A fair budget can help reverse the irresponsible cuts to education that have increased class sizes to among the highest in the country and made it much harder for middle class students to afford college. Our children have been forced to make sacrifices for years. Investments in education are critical to helping our state move forward.
When inflation is accounted for, per pupil funding has decreased by $2,199 over the last 10 years. Additionally, the stable revenue source for schools was repealed in 2001. Together, this means that schools are not getting the adequate funding they need and they do not know where the funding for the next two years will be coming from. This has led to an unprecedented increase in reliance on local levies to keep school doors open five days a week.
Minnesota’s schools and kids need new revenue, which is present in all budget proposals put forward this session. They also need a stable, equal funding source, which is available in bringing back the General Education Levy. Together, these changes will create a strong foundation for education in Minnesota to move forward.
One of the most concerning parts of this current discussion is the proposed cuts to Health and Human Services. The elderly and those living with disabilities have been used as political pawns year after year after year.
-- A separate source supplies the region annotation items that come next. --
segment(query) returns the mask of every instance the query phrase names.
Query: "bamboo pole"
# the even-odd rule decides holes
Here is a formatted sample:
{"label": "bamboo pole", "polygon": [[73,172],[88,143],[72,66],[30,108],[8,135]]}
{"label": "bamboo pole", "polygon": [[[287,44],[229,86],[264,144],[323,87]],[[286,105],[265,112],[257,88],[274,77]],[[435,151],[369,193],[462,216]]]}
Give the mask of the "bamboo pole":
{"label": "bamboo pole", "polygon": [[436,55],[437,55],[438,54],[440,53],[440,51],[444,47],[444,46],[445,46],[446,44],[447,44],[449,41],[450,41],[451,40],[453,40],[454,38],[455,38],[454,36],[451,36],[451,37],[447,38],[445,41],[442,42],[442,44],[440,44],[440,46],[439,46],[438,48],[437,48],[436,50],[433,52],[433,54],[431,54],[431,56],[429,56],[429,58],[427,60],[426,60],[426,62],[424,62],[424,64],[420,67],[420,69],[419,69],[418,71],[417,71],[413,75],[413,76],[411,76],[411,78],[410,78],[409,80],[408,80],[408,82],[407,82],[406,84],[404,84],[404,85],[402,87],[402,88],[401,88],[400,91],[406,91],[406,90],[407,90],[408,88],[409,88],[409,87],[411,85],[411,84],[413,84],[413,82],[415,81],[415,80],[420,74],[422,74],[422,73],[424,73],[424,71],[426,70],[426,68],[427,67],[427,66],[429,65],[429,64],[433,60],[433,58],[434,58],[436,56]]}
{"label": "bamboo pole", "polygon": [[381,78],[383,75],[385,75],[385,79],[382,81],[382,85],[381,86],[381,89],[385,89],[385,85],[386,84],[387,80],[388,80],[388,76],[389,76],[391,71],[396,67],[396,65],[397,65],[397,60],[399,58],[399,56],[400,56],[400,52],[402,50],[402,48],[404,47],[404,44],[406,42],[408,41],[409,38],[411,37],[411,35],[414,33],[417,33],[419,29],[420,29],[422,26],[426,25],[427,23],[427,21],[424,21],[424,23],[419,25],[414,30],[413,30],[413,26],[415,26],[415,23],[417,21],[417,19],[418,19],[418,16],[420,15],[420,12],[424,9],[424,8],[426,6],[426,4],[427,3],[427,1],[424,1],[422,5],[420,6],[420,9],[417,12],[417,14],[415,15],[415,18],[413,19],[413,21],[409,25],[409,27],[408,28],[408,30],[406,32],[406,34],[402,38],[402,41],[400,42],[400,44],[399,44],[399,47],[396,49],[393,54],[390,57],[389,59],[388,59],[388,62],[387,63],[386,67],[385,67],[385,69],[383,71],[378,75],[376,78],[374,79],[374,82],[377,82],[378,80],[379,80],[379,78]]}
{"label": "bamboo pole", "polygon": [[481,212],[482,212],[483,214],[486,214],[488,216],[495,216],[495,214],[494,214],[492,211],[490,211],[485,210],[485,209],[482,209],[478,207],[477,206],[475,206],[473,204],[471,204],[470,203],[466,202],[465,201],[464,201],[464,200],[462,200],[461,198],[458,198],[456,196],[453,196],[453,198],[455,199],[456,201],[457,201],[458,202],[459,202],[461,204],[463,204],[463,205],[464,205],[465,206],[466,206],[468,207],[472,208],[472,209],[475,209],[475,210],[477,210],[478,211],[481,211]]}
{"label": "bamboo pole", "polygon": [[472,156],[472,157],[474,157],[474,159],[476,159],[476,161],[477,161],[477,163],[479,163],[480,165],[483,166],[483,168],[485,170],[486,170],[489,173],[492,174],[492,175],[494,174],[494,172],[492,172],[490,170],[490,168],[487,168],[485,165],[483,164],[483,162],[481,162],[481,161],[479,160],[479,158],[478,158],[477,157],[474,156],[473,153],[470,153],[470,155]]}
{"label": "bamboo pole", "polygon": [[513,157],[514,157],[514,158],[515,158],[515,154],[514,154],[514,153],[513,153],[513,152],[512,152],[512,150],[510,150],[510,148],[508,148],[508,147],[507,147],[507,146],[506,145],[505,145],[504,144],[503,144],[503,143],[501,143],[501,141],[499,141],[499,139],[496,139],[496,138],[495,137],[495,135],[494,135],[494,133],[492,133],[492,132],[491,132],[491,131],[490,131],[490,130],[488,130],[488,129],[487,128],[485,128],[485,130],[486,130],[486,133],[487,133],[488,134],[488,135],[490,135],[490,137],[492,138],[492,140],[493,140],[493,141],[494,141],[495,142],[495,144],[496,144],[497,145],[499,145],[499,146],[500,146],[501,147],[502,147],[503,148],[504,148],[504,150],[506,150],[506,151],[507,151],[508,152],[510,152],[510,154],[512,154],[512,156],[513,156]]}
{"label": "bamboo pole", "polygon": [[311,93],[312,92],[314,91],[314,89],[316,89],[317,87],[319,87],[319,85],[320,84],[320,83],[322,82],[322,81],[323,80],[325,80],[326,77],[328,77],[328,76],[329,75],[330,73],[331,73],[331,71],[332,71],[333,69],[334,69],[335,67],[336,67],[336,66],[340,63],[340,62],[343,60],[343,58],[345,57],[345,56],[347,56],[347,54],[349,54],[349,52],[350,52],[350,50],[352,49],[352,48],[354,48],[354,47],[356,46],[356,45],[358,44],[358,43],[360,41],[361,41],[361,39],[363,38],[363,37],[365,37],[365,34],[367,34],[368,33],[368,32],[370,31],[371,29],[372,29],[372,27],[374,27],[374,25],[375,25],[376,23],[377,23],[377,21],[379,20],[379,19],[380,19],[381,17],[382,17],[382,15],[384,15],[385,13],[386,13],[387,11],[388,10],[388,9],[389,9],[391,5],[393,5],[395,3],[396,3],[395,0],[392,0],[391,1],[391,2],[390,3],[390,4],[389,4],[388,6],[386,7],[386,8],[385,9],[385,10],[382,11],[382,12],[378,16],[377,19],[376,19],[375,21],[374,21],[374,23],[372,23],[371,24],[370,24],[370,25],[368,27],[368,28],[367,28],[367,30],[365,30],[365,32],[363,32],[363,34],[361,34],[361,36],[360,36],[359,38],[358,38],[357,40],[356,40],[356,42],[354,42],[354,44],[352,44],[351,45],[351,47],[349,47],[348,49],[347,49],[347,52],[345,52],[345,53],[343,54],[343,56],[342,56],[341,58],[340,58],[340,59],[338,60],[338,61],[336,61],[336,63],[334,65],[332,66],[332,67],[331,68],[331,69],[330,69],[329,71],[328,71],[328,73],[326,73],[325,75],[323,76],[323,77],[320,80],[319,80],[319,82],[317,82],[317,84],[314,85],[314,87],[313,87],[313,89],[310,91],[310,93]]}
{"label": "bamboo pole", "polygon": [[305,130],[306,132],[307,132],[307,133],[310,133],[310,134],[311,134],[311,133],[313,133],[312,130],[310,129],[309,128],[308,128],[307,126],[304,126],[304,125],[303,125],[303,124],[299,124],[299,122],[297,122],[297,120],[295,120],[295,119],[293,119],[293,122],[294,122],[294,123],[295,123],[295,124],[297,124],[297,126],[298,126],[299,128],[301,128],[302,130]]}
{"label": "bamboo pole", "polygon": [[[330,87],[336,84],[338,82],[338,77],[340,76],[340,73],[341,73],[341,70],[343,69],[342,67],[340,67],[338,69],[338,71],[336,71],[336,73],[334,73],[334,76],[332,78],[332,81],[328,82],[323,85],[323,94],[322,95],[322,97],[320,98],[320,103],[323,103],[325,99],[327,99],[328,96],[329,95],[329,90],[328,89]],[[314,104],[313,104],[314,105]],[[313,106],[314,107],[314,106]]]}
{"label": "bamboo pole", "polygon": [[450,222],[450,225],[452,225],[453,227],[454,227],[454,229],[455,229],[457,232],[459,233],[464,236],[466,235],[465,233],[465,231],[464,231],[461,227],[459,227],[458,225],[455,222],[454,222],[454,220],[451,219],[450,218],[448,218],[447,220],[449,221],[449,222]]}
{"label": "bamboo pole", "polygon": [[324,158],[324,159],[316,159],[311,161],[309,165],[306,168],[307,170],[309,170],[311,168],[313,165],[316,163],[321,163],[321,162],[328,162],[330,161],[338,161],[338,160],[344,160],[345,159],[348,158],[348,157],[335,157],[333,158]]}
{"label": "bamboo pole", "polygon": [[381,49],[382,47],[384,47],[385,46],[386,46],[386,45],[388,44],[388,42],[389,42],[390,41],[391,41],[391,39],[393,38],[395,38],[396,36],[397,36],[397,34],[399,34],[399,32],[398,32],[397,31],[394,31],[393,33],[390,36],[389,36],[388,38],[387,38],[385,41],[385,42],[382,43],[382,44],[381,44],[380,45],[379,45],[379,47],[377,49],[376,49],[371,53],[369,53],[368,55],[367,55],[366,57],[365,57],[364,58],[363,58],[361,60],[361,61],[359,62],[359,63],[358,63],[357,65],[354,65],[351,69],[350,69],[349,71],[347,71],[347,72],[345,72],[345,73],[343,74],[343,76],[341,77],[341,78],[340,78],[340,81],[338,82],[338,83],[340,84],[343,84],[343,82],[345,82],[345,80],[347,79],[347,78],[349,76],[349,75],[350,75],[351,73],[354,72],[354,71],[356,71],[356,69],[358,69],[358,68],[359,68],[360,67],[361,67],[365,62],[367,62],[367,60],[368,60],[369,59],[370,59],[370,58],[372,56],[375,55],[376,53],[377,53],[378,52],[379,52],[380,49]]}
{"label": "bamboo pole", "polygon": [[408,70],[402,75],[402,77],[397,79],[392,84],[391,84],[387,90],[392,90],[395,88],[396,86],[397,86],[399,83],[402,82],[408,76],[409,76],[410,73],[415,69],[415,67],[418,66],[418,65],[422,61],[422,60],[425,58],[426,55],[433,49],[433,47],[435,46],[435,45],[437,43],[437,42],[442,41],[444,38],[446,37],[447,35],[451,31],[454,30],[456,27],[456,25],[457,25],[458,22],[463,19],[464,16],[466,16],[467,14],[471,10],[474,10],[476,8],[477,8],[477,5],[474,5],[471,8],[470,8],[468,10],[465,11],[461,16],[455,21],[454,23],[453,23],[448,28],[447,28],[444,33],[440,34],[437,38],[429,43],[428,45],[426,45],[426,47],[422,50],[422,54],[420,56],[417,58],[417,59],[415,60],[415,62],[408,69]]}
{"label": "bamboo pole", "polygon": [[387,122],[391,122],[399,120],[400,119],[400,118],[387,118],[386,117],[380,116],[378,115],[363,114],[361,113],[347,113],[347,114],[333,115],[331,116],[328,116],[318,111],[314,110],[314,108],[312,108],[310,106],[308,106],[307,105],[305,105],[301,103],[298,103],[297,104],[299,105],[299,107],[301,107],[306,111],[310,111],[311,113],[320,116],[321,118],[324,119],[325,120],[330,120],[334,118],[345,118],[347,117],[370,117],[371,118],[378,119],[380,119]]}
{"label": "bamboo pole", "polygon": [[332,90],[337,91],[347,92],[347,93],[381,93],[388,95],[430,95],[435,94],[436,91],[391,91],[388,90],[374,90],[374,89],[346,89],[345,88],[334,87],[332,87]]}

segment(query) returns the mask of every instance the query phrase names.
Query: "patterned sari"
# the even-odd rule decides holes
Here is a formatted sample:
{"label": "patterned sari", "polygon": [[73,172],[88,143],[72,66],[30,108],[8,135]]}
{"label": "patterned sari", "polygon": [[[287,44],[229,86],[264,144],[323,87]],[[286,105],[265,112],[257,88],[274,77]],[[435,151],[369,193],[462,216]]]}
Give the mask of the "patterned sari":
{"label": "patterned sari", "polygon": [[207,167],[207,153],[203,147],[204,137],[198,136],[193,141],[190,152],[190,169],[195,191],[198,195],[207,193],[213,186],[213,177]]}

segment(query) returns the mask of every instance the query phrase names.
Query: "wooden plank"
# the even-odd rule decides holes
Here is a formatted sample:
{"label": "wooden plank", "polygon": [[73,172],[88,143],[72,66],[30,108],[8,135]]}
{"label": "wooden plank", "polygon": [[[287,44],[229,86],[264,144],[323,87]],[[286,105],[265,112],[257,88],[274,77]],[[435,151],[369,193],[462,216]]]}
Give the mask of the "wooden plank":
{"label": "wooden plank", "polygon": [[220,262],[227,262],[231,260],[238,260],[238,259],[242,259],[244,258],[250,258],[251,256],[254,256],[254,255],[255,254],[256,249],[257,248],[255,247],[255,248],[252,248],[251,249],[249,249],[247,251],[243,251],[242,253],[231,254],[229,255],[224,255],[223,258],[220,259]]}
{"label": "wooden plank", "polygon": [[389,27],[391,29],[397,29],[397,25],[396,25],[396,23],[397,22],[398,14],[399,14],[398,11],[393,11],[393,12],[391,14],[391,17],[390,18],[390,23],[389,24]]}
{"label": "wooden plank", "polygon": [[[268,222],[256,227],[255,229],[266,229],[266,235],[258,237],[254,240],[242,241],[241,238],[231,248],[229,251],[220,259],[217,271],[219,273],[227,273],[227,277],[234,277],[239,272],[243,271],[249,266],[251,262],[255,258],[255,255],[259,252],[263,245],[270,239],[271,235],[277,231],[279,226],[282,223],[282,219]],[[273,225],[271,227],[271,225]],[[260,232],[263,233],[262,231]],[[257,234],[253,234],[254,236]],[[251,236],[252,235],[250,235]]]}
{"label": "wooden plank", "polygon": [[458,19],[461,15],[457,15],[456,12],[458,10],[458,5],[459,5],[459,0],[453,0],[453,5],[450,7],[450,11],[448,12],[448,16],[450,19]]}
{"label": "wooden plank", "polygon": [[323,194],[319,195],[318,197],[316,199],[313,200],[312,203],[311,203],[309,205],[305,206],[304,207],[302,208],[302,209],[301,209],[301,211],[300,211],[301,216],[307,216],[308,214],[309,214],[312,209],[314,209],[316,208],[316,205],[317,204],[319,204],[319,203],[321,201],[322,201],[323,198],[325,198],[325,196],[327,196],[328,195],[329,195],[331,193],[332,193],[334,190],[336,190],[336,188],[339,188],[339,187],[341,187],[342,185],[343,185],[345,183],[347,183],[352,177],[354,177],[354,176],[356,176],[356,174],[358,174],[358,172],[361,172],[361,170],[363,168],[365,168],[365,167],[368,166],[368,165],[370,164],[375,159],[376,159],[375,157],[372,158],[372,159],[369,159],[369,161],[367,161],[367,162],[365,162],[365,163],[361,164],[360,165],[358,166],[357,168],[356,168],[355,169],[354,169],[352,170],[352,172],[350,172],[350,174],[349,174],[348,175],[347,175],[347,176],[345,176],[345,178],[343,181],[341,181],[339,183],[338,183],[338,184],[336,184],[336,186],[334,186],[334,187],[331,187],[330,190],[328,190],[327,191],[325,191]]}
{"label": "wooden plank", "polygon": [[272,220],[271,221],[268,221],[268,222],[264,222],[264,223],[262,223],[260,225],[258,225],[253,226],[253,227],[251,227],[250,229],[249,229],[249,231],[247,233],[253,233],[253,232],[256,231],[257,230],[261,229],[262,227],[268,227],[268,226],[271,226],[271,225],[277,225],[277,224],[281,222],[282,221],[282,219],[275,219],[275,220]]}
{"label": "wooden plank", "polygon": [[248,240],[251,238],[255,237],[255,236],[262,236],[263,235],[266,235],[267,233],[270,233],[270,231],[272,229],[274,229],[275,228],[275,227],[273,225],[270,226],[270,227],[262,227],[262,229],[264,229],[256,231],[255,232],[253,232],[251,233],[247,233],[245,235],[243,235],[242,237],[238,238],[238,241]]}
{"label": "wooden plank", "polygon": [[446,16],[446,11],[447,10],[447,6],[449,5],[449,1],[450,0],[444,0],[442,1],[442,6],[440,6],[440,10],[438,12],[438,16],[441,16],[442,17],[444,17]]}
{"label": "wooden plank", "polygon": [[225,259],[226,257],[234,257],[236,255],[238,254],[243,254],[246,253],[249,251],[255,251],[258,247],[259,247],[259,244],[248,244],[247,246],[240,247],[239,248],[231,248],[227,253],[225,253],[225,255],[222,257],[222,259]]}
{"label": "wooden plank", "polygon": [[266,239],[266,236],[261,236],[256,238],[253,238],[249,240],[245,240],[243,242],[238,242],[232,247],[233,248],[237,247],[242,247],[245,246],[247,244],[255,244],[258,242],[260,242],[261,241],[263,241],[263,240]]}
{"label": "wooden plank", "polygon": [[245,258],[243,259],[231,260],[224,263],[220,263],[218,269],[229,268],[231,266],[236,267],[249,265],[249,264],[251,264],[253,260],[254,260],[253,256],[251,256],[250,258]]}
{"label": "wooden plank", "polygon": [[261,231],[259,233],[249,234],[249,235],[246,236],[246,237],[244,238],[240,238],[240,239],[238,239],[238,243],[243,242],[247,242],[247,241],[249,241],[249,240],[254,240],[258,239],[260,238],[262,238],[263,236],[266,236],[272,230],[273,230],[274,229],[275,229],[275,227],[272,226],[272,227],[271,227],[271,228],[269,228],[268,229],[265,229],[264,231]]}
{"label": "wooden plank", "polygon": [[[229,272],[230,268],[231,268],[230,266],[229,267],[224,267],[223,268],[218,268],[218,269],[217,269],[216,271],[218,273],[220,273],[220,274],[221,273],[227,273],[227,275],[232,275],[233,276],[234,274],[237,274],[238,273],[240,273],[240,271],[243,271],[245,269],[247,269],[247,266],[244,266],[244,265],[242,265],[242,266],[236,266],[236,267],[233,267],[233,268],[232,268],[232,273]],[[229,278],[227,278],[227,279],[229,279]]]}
While the population ages, programs for the elderly continue to be cut. Funding for nursing homes, healthcare professionals and home care programs have been slashed to extreme levels. We oppose the proposed cuts to health and human services.
Rather, we need investments in long-term care. We need to invest in workers through better wages and benefits to improve the quality of care for our seniors. A bill that would grant collective bargaining rights to home care workers would help stabilize the workforce and help us address the looming workforce crisis. We are all concerned about providing care and dignity to our seniors, and investing in better care now will help keep seniors out of nursing homes and save the state money down the road.
With a renewed emphasis on our state’s priorities like education, jobs and care for our seniors, Minnesota will be able to strengthen the state’s economy, restore fairness and invest in a brighter future.